Le Gouvernement a récemment annoncé le lancement de cette expérimentation.
Contrairement à ce qui est parfois dit, le Règlement général sur la protection des données (RGPD) n’est pas incompatible avec un contrôle de l’âge pour l’accès aux sites pornographiques, qui est prévu par la loi. Dans sa
position publiée en juillet 2022, la CNIL a appelé au développement de nouvelles solutions. Elle a également indiqué qu’en l’attente du déploiement de systèmes plus vertueux, elle juge acceptable le recours à la vérification de l’âge par validation de la carte de paiement ou des procédés d’estimation de l’âge reposant sur une analyse faciale sans reconnaissance faciale. Dans les deux cas, elle recommande que ces systèmes ne soient pas mis en œuvre directement par le site web consulté mais par un tiers indépendant. La CNIL rappelle que c’est aux sites pornographiques que revient la responsabilité de choisir et de mettre en œuvre, d’ores et déjà, une solution qui respecte les exigences légales de contrôle de l’âge, sous le contrôle de l’Arcom et du juge judiciaire.
En fait, c’est plus compliqué que cela en a l’air. Il existe notamment un régime administratif et un régime pénal, et il faut articuler tout cela. En outre, il existe en quelque sorte des textes / une réglementation pour chaque « matière/domaine ». J’essaie de résumer le tout, mais ce n’est pas évident…

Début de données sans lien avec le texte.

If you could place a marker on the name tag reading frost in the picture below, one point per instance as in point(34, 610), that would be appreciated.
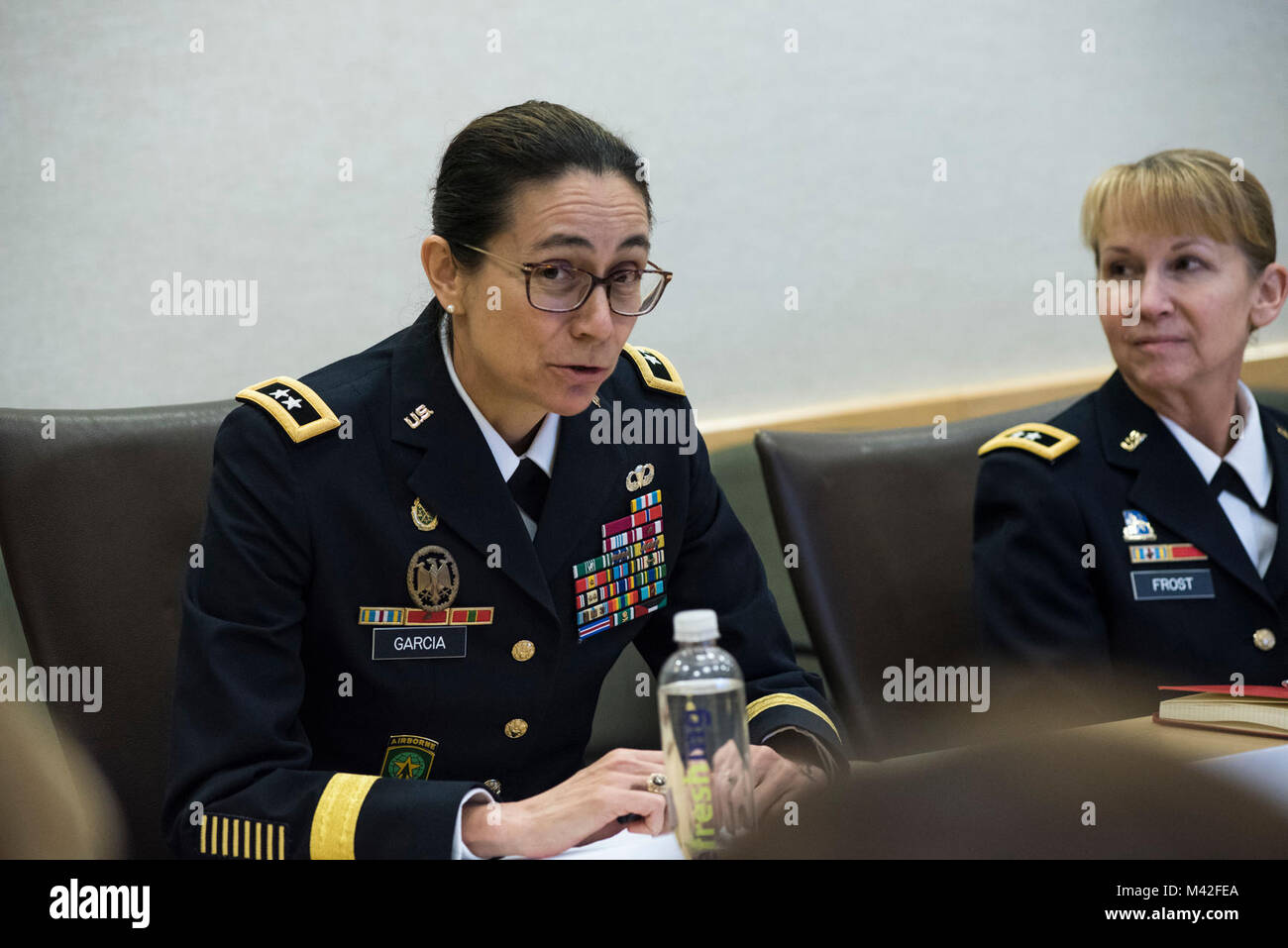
point(1171, 583)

Si la régulation laisse à désirer sur Internet, il y a une régulation relativement stricte des contenus diffusés au cinéma et dans les médias audiovisuels :
https://www.senat.fr/rap/r21-900-1/r21-900-17.html#toc221.
La
Commission de classification des œuvres cinématographiques est une commission (décomposée en comités) visant à classifier les films et leurs bandes-annonces selon l'âge du public autorisé pour l'exploitation en salles. Elle peut en outre recommander l'interdiction totale du film, ou préconiser des avertissements sur le contenu ou la particularité d'une œuvre. De nature consultative, son avis est requis par le ministre de la Culture en préalable à l'octroi d'un visa d'exploitation (
article L. 211-1 du Code du cinéma et de l'image animée).
- Tous publics ;
- Interdit aux moins de 12 ans ;
- Interdit aux moins de 16 ans ;
- Interdit aux moins de 18 ans non classé X ;
- Interdit aux moins de 18 ans classé X. Cependant, le dernier classement « X » date de 1996 et la dernière salle spécialisée a fermé en 2019.
Chacune de ces mesures peut être accompagnée d'un avertissement destiné à l'information du spectateur sur le contenu de l'œuvre ou certaines de ses particularités.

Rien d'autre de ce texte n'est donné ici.